Multi-proxy approach for studying the foraging habitat and trophic position of a migratory marine consumer in the southwestern Atlantic Ocean

Abstract

Skipjack tuna Katsuwonus pelamis sustains the largest catches among tuna species. Despite its relevance for global food security and the tuna canning industry, information about its foraging ecology in the southwestern Atlantic Ocean (SWAO) is limited. We combined amino acid (AA) and bulk tissue nitrogen isotope (δ15N) analysis with stomach content analysis (SCA) to study skipjack foraging habitat and trophic position (TP) in the SWAO. Mean (±SD) δ15N values of source AAs lysine (Lys: 6.5 ± 1.3‰) and phenylalanine (Phe: 10.6 ± 1.3‰) were higher at higher latitudes (30-34°S) of the southern area relative to the northern area between 20-26° S (Lys: 3.4 ± 1.1‰, Phe: 8.2 ± 1.2‰). Correlations between bulk tissue δ15N (δ15Nbulk) and source AA δ15N showed that Lys is a more robust indicator of δ15N baseline variation in this region than Phe. Regional mixing models based on AA δ15N indicated spatial structure in foraging habitat: smaller individuals use the southern area and larger individuals forage at lower latitudes or in offshore areas.
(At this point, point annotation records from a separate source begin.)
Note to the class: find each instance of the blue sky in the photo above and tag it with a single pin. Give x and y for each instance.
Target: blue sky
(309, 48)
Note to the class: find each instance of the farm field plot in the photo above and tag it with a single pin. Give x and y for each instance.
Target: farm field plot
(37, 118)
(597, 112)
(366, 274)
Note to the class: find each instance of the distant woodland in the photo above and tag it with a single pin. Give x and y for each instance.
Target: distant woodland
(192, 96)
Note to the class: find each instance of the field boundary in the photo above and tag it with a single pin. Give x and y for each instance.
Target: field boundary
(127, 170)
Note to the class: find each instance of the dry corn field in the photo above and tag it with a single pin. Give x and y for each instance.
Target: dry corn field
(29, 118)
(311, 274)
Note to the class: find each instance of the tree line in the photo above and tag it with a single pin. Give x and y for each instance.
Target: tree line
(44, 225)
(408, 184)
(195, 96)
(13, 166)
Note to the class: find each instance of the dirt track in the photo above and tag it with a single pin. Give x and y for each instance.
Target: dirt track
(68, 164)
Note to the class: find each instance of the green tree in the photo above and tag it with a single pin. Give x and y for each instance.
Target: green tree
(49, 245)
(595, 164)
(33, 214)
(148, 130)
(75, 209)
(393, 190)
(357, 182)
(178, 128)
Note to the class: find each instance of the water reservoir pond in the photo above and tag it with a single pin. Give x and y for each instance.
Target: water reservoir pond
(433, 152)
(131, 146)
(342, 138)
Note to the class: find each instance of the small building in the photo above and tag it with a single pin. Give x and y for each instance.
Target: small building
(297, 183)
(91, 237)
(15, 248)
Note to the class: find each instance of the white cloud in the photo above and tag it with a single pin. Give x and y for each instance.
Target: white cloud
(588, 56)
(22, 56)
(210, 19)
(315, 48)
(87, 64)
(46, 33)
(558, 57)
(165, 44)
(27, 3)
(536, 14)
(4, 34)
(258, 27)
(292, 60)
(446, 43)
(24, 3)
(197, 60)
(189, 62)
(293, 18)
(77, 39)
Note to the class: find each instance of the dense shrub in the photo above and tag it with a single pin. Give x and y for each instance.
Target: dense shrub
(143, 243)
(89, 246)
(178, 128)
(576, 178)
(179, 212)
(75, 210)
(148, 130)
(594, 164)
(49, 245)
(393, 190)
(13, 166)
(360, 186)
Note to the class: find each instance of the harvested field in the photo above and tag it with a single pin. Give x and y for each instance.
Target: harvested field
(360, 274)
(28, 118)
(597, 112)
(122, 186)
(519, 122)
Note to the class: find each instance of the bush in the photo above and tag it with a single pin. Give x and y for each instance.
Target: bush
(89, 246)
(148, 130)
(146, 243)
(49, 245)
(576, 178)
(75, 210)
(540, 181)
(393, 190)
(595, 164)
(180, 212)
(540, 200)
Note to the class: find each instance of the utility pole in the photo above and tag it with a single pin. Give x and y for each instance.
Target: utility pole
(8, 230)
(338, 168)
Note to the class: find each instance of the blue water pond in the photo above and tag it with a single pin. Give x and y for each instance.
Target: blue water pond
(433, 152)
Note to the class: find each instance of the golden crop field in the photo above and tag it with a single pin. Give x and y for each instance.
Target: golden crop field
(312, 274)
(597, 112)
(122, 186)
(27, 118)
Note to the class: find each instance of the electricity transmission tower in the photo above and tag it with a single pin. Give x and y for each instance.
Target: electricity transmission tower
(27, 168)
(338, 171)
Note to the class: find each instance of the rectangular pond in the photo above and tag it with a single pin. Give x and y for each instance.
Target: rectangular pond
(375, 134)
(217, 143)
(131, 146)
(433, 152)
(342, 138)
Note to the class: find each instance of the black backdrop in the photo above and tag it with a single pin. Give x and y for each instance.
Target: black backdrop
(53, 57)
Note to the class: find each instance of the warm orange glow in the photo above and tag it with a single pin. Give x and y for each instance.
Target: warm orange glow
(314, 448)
TP estimates using the Glx-Lys trophic-source AA pair were in much better agreement with TP estimates based on SCA (TPSCA) and on bulk tissue analysis (TPbulk) than those using Glx-Phe. Skipjack forages across multiple food webs throughout its lifecycle in the SWAO and increases its TP with ontogeny (TPGlx-Lys: 3.5-4.0). Stock management strategies should consider that the southern region supports dense aggregations of juvenile skipjack, which may be more vulnerable to non-selective fisheries.